IOW: Cinema struts to Elvis Bros.
All right, kids, settle down! We know that’s hardly the most ingenious headline (or egregious cliché) we could have come up with for today’s “Image of the Week” but, for those who remember their Champaign-Urbana rock lineage and where The Elvis Brothers fits in, it sure speaks the simple truth. Does it not?
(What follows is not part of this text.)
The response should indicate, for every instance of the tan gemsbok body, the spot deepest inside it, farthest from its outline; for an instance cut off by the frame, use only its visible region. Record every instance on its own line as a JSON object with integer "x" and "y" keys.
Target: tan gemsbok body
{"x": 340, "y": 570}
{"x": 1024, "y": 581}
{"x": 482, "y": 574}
We’ve been brushing up on our Elvisology since visiting the Sousa Archives & Center for American Music on the University of Illinois campus late last year, where we viewed a modest exhibit titled “Live from the Crossroads” featuring vivid portraits of local and touring rock ‘n roll artists as they performed in the C-U during the Eighties. Photographer and then-music scene perennial Della Perrone captured glimpses of acts like Combo Audio, Adrian Belew, The Vertebrats, and the Elvises – Rob Elvis (Rob Newhouse), Graham Elvis (Graham Walker), Brad Elvis (Brad Steakley), and sometimes Adam Elvis (Adam Schmitt) – in their prime. One whole wall is primarily devoted to those wily Elvis Brothers, a pop-rockabilly group with Beatles-style harmony who gave their fans high-energy shows and a pair of coveted studio albums on Priority/CBS, Movin’ Up from 1983 and Adventure Time from 1985. A third, Now Dig This, appeared a decade after the first on Chicago indie label Recession Records before they called it a day.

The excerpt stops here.